Building a Serverless TensorFlow App with a React Frontend for Plant Species Identification

Introduction

In today’s fast-paced world, technology is increasingly being used to solve everyday problems. One fascinating application is using machine learning to identify plant species from images. This can be incredibly useful for gardeners, botanists, or anyone curious about the plants around them. In this blog post, we’ll walk through how to build a serverless TensorFlow application with a React frontend that identifies plant species from photos. This app will be deployed on AWS using Lambda for serverless processing, and it will leverage TensorFlow for the machine learning model.

Problem Statement

Plant identification can be a challenging task, especially for those without a background in botany. While there are books and online resources available, they often require prior knowledge of plant characteristics. Our goal is to create an easy-to-use application that allows users to upload a photo of a plant, and receive information about the species directly on their device.

Solution Overview

The solution involves three main components:

  1. Machine Learning Model: We’ll use TensorFlow to create and train a model capable of classifying different plant species.
  2. Serverless Backend: The model will be hosted on AWS Lambda, which will handle the image processing and classification.
  3. React Frontend: The frontend will allow users to upload images, which will be sent to the serverless backend for processing. The results will then be displayed on the user interface.

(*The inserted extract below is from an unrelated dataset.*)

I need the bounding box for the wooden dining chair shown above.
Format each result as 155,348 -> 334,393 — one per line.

Building the TensorFlow Model

To start, we need a dataset of plant images labeled by species. There are publicly available datasets such as the "PlantVillage Dataset" that you can use. Once you have the data, the next step is to train a TensorFlow model.

Example Code for Model Training

Here’s a simple example using TensorFlow and Keras to train a model:

import tensorflow as tf
from tensorflow.keras import layers, models
from tensorflow.keras.preprocessing.image import ImageDataGenerator

# Load and preprocess data
train_datagen = ImageDataGenerator(rescale=1./255, validation_split=0.2)
train_generator = train_datagen.flow_from_directory(
    'path_to_dataset',
    target_size=(150, 150),
    batch_size=32,
    class_mode='categorical',
    subset='training')

validation_generator = train_datagen.flow_from_directory(
    'path_to_dataset',
    target_size=(150, 150),
    batch_size=32,
    class_mode='categorical',
    subset='validation')

# Build the model
model = models.Sequential([
    layers.Conv2D(32, (3, 3), activation='relu', input_shape=(150, 150, 3)),
    layers.MaxPooling2D((2, 2)),
    layers.Conv2D(64, (3, 3), activation='relu'),
    layers.MaxPooling2D((2, 2)),
    layers.Conv2D(128, (3, 3), activation='relu'),
    layers.MaxPooling2D((2, 2)),
    layers.Conv2D(128, (3, 3), activation='relu'),
    layers.MaxPooling2D((2, 2)),
    layers.Flatten(),
    layers.Dense(512, activation='relu'),
    layers.Dense(5, activation='softmax')  # Assuming 5 plant species
])

# Compile and train the model
model.compile(optimizer='adam', loss='categorical_crossentropy', metrics=['accuracy'])
model.fit(train_generator, epochs=10, validation_data=validation_generator)

# Save the model
model.save('plant_species_model.h5')

Understanding the Output

The output of this process is a TensorFlow model saved in the file plant_species_model.h5. This file contains the trained model’s architecture, weights, and optimizer state, which can be used to make predictions on new images.

When deploying the model to AWS Lambda, we need to convert this .h5 file into a format that TensorFlow.js can use. TensorFlow.js uses a JSON format to represent the model's architecture and binary files for the weights.

Converting the Model to TensorFlow.js Format

You can convert the .h5 model to the TensorFlow.js format using the tensorflowjs_converter command:

tensorflowjs_converter --input_format=keras plant_species_model.h5 /path_to_output_directory

This will generate a model.json file and binary weight files. These files need to be uploaded to your Lambda function’s deployment package.

Incorporating the Model into Your Lambda Function

Once the model is converted, you need to include these files in the Lambda function’s deployment package. Here’s how to modify the Lambda function to load and use the TensorFlow.js model:

const tf = require("@tensorflow/tfjs-node");
const Jimp = require("jimp");
const fs = require("fs");

exports.handler = async (event) => {
    const { imageBase64 } = JSON.parse(event.body);
    const buffer = Buffer.from(imageBase64, "base64");

    // Load and process the image
    const image = await Jimp.read(buffer);
    image.resize(150, 150); // Match input size of model

    const imageTensor = tf.node
        .decodeImage(image.bitmap.data, 3)
        .expandDims(0)
        .toFloat()
        .div(tf.scalar(255));

    // Load the model
    const model = await tf.loadLayersModel("file://opt/model/model.json");

    // Make prediction
    const prediction = model.predict(imageTensor);
    const predictionArray = await prediction.array();

    return {
        statusCode: 200,
        body: JSON.stringify({ prediction: predictionArray }),
    };
};

Packaging the Lambda Function

Your Lambda function’s deployment package should include:

  • The Node.js code (index.js or lambda_function.js)
  • The model.json file and weight binaries generated by the tensorflowjs_converter
  • Any required Node.js modules (like @tensorflow/tfjs-node and jimp)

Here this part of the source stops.